Second.  My car died yesterday morning. I was driving back from a doctors appointment, took a left turn, and when I let off the clutch, the engine just stopped. And wouldn’t restart. F&@#!!!!!

This car has been an absolute dream for every one of its 118,346 miles. I’ve never put a dime into it beyond oil changes, tires, and brakes. Not a dime.

And here’s the kicker. I was going to trade it in next week. While I love it, it’s rear wheel drive, and it sucks in the snow. I just didn’t want to do another winter that way. So I’ve been half-heartedly poking around for a few months, trying to find the right replacement. I knew I needed to get it done before it snowed or I’d have to spend $1,000 on new snow tires. But I hadn’t made it a priority. Finally, realizing that the first snowflakes will fly within 60 days, I focused on it this weekend and found the right car.

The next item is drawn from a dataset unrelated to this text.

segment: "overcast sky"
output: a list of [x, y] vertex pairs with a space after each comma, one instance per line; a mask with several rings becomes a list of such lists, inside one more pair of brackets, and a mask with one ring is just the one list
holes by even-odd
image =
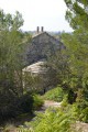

So I was trading it in literally next week! I’m just waiting for my new car to get to the dealer. Everything is sorted out and ready to go, we’re just waiting for the car. And now, moments before handing this thing over, after 118K absolutely hassle and expense-free miles, I have to plow a grand or two into it and then plead with the dealer that it’s still worth what they offered me for it. I just looked up ‘frustration’ in the Dictionary, and there was a picture of me.

So why share these two stories? Because they are equally effective illustrations of the importance of getting stuff done, even when hurrying up doesn’t seem like it’s going to make a difference. If you have something important to do, even if it’s not urgent, you’ve simply got to get it done. Because if you don’t, you never know what out-of-your-control thing might pop up and get in the way.

Time is always running out. Always. Everywhere. Be it the time left on my car’s life or the time left on the unbridled enthusiasm of the counterparty of that business deal. Time is always running out for someone.

When interviewing potential employees, talking to founders of companies, or in any situation where I’m evaluating people on whom I may have to depend, I’ve always placed great importance on what I’ve heard academics and HR experts characterize as “bias for action.” Loosely translated, it’s an inclination to get stuff done, to ensure that inertia never takes over.

Of course, you don’t want bias for action at the expense of quality of that action. But you also don’t want quality to get in the way of quantity, or speed.

Prioritizing our daily or weekly tasks and to-do’s is a hard thing. Not that many people get it right. I know I often don’t. And while I think there’s a lot of things we can do to be smarter about it, like mastering the balance of urgent vs. important, we’ll always make some suboptimal choices along the way.

So I focus on bias for action. I want to work with people who don’t spend too much time deliberating. People who focus on getting stuff done. People who have a sense of urgency about knocking down barriers. Because when you’re getting more accomplished, those tough, on the margin choices about doing task A first or task B first matter a lot less – you can probably get them both done.

And if you’re making more progress towards your goals, if you find yourself frustrated that you’re having to drag other people along to keep up, you’re probably the sort of person who isn’t going to let business deals simmer so long that they fall apart, or have a car die on you a few days before you turn it in. And that’s a very good thing.

Now stop reading this and go get something really important done.